Net occupancy and equipment expenses primarily include depreciation, rent, property taxes, utilities and maintenance. Costs of capital asset additions flow through the statement of income over the lives of the assets in the form of depreciation expense. Net occupancy expense increased $311,000, or 8%, and $970,000, or 9%, for the three and nine month periods ended September 30, 2025, as compared with the same periods of 2024, consistent with higher rent and depreciation expense. The nine month period was also impacted by elevated snow removal activity stemming from severe winter weather experienced in all of Bancorp’s markets earlier in the year. At September 30, 2025, Bancorp’s branch network consisted of 73 locations throughout Louisville, central, eastern and Northern Kentucky, as well as the MSAs of Indianapolis, Indiana and Cincinnati, Ohio.

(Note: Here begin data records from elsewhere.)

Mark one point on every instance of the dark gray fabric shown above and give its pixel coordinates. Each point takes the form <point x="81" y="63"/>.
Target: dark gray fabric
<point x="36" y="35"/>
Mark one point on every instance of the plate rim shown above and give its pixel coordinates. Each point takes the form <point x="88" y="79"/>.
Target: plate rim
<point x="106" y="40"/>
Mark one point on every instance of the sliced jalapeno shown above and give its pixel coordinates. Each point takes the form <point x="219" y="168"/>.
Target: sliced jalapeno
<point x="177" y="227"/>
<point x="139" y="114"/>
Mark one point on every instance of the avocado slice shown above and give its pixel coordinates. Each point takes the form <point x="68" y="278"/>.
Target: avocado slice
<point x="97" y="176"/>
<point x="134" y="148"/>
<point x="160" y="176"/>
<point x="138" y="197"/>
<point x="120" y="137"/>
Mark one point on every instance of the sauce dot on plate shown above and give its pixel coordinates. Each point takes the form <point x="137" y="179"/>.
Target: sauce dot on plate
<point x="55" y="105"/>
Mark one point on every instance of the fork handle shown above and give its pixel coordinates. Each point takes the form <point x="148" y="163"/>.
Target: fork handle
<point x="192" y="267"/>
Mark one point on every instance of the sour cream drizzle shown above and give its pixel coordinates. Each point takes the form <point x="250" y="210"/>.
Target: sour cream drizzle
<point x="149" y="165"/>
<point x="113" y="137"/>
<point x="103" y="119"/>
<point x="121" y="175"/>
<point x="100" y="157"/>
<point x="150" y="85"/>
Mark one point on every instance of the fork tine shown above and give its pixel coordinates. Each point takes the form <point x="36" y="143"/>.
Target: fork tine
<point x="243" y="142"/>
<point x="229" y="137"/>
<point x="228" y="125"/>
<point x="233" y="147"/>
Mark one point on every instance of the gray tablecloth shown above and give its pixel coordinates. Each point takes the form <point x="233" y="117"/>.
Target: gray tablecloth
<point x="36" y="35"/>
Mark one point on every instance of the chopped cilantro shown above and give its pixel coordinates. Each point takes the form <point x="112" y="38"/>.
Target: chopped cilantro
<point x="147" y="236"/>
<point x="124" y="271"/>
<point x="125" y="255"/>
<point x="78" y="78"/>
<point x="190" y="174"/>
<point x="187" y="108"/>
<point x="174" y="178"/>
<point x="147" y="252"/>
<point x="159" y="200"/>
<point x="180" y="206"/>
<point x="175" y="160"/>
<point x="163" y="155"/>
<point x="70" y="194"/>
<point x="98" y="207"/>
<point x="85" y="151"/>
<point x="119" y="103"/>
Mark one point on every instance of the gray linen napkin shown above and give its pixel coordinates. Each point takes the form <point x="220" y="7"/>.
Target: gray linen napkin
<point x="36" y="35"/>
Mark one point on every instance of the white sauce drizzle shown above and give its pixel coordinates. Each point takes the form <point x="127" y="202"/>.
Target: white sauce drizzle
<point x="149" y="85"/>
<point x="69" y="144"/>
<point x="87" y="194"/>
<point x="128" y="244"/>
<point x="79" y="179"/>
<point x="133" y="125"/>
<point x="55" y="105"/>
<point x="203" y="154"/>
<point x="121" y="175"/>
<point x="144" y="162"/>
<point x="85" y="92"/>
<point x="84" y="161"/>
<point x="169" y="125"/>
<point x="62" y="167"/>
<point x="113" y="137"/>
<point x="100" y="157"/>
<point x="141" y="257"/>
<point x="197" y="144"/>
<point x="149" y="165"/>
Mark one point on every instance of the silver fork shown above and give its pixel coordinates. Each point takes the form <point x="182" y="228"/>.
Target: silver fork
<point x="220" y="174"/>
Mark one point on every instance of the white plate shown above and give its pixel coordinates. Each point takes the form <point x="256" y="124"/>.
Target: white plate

Technology and communication expenses include computer software usage and licensing fees, equipment depreciation and expenditures related to investments in technology needed to maintain and improve the quality of customer delivery channels, information security and internal resources. Technology expense increased $337,000, or 7%, and decreased $25,000, or less than 1%, for the three and nine month periods ended September 30, 2025 compared to the same periods of 2024. The variances for both periods are attributed to the timing of technology spending and various upgrade expenses incurred in the prior year. Several planned technology investments began in the third quarter, driving the increase for the three month period and closing the gap on what had been a larger year-to-date variance through the first and second quarters of 2025.

Bancorp outsources processing for debit and commercial credit card operations, which generate significant revenue for the Company. The related expenses typically fluctuate consistent with transaction volumes. Debit and credit card processing expense increased $139,000, or 8%, and $309,000, or 6%, for the three and nine month periods ending September 30, 2025 compared to the same periods of the prior year, driven by higher processing fees, including increased fraud-mitigation expenses.

Marketing and business development expenses include all costs associated with promoting Bancorp, including community support, retaining customers and acquiring new business. Marketing and business development expenses increased $449,000, or 31%, and $1.